Ambos capuchinos, que habían acabado en Cuba por distintos caminos y en distintos conventos, fueron tratados con enorme severidad por las autoridades, tanto civiles como religiosas. El gobernador de Cuba ejerció las debidas presiones para que ambos fueran echados de sus respectivos conventos y el Vicario General de la diócesis los procesara. Fue entonces cuando se reunieron. Pero fueron ambos detenidos, suspendidos a divinis, procesados y excomulgados. Sin embargo, como ambos pertenecían a Congregación Propaganda Fide, la excomunión no fue válida. Pero Jaca respondió, sin cortarse un pelo, excomulgando al provisor eclesiástico de la diócesis. Fueron encarcelados en sendos castillos y en 1682, devueltos a Europa en donde, tras muchos vaivenes fueron liberados pero sin autorización de predicar ni de volver a América. Pero el ruido llegó al rey, a la sazón Carlos II que estaba preocupado por los esclavos y que promulgó, en 1683, una cédula en la que se exigía que los esclavos fuesen, en lo tocante a la fe, adoctrinados en ella y en lo temporal que pudieran denunciar a sus amos por malos tratos. Esta cédula alentó a los muchos magistrados que veían con malos ojos el maltrato al que los esclavos eran sometidos. Dos años más tarde, en 1685, Carlos II pidió al Consejo de Indias que le contestase a tres preguntas: 1ª Si era conveniente que hubiera esclavos negros en América; 2ª Si había habido alguna junta de teólogos para dictaminar sobre el asunto y; 3º si había autores que hubiesen escrito sobre el tema. El Consejo respondió de forma torticera, afirmativamente a la primera pregunta, negativamente a la segunda y afirmativamente a la tercera, pero citando sólo aquellos autores favorables a la esclavitud y guardando un silencio sepulcral sobre los que eran desfavorables. Además, engañaron al rey diciéndole que todos los esclavos que se adquirían en África pasaban por una revisión para ver si habían sido sometidos a esclavitud. Afirmaban que sin ellos no cabía mantener aquellas repúblicas de las Indias y que los esclavos eran bien tratados. Y el rey Carlos II, aceptó el dictamen.

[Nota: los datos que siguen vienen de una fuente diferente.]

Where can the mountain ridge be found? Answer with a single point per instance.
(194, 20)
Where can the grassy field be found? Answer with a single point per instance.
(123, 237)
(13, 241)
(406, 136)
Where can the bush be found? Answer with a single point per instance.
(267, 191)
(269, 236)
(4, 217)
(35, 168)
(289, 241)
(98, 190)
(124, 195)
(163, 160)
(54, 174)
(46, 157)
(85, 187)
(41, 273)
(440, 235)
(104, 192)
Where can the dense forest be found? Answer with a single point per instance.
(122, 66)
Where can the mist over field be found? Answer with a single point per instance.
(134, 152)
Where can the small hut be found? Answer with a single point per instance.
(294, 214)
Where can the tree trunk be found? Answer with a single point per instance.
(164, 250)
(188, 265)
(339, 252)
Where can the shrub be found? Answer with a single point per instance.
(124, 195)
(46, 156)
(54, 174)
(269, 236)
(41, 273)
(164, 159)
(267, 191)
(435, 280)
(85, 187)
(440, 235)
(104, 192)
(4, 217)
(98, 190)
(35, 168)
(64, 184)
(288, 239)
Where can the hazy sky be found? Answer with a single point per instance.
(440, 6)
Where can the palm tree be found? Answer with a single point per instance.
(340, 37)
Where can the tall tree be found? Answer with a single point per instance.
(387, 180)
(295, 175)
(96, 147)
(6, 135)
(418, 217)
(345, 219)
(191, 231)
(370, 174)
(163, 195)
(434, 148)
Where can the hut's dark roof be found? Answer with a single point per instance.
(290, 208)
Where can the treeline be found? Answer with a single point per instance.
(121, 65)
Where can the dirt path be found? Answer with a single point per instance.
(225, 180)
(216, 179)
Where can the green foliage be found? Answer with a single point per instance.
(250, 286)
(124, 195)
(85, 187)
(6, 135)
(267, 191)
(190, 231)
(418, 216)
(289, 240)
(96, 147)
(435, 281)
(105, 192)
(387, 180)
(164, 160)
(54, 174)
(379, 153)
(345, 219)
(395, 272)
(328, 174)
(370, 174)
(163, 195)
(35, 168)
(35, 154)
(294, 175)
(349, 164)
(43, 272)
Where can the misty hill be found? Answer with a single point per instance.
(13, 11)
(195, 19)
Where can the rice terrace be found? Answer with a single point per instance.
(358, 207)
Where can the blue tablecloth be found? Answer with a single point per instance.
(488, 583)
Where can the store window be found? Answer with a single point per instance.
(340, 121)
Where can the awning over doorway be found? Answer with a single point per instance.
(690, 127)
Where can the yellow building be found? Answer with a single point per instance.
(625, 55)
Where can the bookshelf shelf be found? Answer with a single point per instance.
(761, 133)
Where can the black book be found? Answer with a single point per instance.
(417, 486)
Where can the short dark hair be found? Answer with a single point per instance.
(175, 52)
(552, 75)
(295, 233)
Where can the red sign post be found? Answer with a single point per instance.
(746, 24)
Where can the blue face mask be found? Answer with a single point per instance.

Pero Jaca y Moirans no se dejaron amilanar por ello. Llevaron el caso a Roma, ante la Congregación Propaganda Fide, proponiendo un documento con once puntos en defensa de sus tesis. Casi al mismo tiempo llegó a la misma Congregación otro durísimo documento del sacerdote afrobrasileño Lourenço da Silva de Mendoza que afirmaba ser descendiente de los reyes del Congo y Angola y que se titulaba a sí mismo Procurador de todos los mulatos de Portugal, Castilla y Brasil. Denunciaba el horrible maltrato que se daba a los negros que, a menudo, les empujaba al suicidio y pedía la excomunión para todo aquél que tomase parte en el proceso y que esa excomunión únicamente la pudiese levantar el Papa. El 6 de Marzo de 1684, el asunto de Silva de Mendoza se llevó a la asamblea general de la Congregación. En su resolución se decidió escribir a los nuncios de Madrid y Lisboa expresando la amargura del Papa por las crueldades a que se sometía a esos cristianos (los esclavos bautizados, que eran prácticamente todos) y por el hecho de que siendo tales, fuesen sometidos a esclavitud. Se pedía a los reyes de ambos países que prohibiesen, bajo severas penas, dichas crueldades. El 12 de Marzo de 1685 se trataron, en la asamblea de ese año de dicha congregación el asunto de Jaca y Moirans. En este caso, la Congregación decidió que no tenía competencia para definir cuestiones doctrinales, sino que esto dependía del Santo Oficio, al que se tramitó la petición de los dos capuchinos, a la que se remitió su petición. Esa remisión de una a otra Congregación se perdió en el silencio de la Curia. Pero el que la sigue, la consigue y la tenacidad de los frailes españoles se vio reforzada por una nueva petición a Propaganda Fide de Mendoza que también se derivó al Santo Oficio y, esta vez, sí que llegó a su destino y el 20 de Marzo de 1686, el Santo Oficio se pronunció favorable a las tesis de tres de los once puntos de sus tesis y se lo envió a Propaganda Fide. Los puntos aprobados decían que no era lícito hacer esclavos entre los negros por medio de dolo, tampoco lo era comprarlos y venderlos y que para retener a alguien como esclavo era moralmente imprescindible comprobar la justicia de su cautividad. Sin esta comprobación era moralmente obligado manumitirlos e indemnizarlos. Es decir, hacía recaer el peso de la prueba sobre los terceros compradores. Dado que esa comprobación era imposible, este punto obligaba moralmente a esa manumisión e indemnización.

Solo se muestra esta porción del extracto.